Глава четырнадцатая 

   На звук двигателя и шум колёс по гравию человек обернулся, отняв руку от звонка.
   На юге ночь наступает быстро, и хотя солнце зашло сравнительно недавно, черты лица стоявшего перед воротами человека были уже неразличимы в стремительно сгущавшихся сумерках.
   – Здравствуйте, – Егор вышел из машины и направился к незнакомцу. – Вы случайно не меня ищете?
   – Если вы Хорунжий Егор Петрович, то вас. – серьёзно ответил мужчина.
   Лет пятидесяти с небольшим, среднего роста, с ничем не примечательным кругловатым лицом, одетый в простенькую серую пару и с дорожной сумкой через плечо, он производил впечатление обычного среднего советского человека, то есть, бывшего советского человека, трудяги, так и не нашедшего себе места в круто изменившемся мире, но не особенно, впрочем, об этом сожалеющего. Такие, когда вокруг них рушатся устои, не спиваются, не опускаются на дно общества и не заканчивают жизнь самоубийством (для этого у них маловато воображения), им также не удаётся стать и хозяевами новых обстоятельств – опять же из-за недостаточно развитого воображения и полного отсутствия авантюрной жилки в характере и судьбе.

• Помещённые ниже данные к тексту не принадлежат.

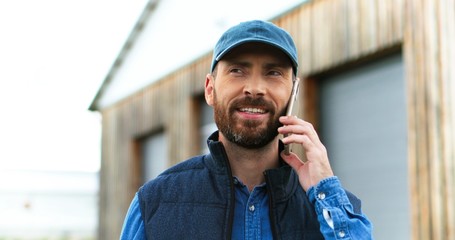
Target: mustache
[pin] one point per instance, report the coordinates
(249, 101)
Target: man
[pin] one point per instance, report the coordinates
(247, 187)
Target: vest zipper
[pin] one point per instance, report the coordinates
(273, 224)
(232, 197)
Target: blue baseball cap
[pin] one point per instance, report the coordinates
(255, 31)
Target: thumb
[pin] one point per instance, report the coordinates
(292, 159)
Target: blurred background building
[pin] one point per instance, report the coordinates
(377, 84)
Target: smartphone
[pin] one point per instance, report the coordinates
(295, 89)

Они просто берутся за любую подвернувшуюся им работу и делают её так, как привыкли – аккуратно и старательно…
   Все эти мысли успели посетить Егора Хорунжего буквально в течение одной секунды, пока он разглядывал лицо этого человека, и за это время Егор успел ещё и удивиться тому, что подобные мысли его вообще посетили – обычно, если он и давал человеку какую бы то ни было оценку, то лишь после знакомства с ним, но никак не до.
   – Да, – сказал он и протянул руку, – Егор Петрович Хорунжий – это я.

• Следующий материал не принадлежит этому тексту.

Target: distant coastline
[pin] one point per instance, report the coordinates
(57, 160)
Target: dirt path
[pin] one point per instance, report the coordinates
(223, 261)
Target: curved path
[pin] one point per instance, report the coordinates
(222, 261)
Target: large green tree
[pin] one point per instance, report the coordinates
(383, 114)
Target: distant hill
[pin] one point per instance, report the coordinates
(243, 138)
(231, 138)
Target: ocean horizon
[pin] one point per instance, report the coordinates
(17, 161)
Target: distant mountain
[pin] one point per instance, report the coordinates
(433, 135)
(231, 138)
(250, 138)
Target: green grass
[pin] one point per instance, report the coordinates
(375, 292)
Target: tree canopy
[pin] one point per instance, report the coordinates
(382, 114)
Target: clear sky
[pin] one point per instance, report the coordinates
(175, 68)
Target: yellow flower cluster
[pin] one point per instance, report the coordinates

   – Пахалюк, – представился незнакомец, пожимая Егору руку, – Любомир Владимирович.
   В его речи слышался какой-то незнакомый акцент.
   – Любомир… – повторил Егор. – Редкое имя.
   – Я с Западной Украины, – чуть пожал плечами господин Пахалюк. – Там это имя не столь уж редкое.
   – Вон оно что! – воскликнул Егор, отпирая ворота. – То-то я слышу акцент у вас мне незнакомый какой-то… Вы проходите к дому, я сейчас только машину загоню и мы с вами побеседуем.
   – Собственно, я буквально на пять минут, – сообщил гость с Украины, усевшись в комнате на предложенный Егором стул и опуская свою дорожную сумку на пол. – У меня здесь, в Ростове, близкие родственники, и я приехал к ним. А для вас у меня сообщение.
   – Чаю хотите? – спросил Егор. Ему отчего-то стало тревожно.
   – Нет, спасибо. Чай – это долго, а мне нужно спешить. Я ведь к вам прямо с вокзала, а на улице уже темно, и город ваш я знаю плохо. Был пару раз… давно. Дело в том, что… – он помедлил, – ваша мама очень сильно заболела.
   – Кто заболел? – растерялся Егор.
   – Ваша мама, – терпеливо повторил Любомир Владимирович. – Таисия Григорьевна Хорунжая.
   – Я всё-таки поставлю чайник, – поднялся со стула Егор и вышел на кухню.
   Мама.
   Маму Егор помнил хорошо. Весёлая, ласковая и легкомысленная, она оставила их с отцом, когда Егору едва исполнилось одиннадцать лет. Уехала на Украину, откуда и была родом, и с тех пор Егор никогда и ничего о ней не слышал. Поначалу он сильно скучал и тосковал даже, но потом бабушка Полина сумела её заменить, и Егор с годами всё реже вспоминал о том, что у него есть мать.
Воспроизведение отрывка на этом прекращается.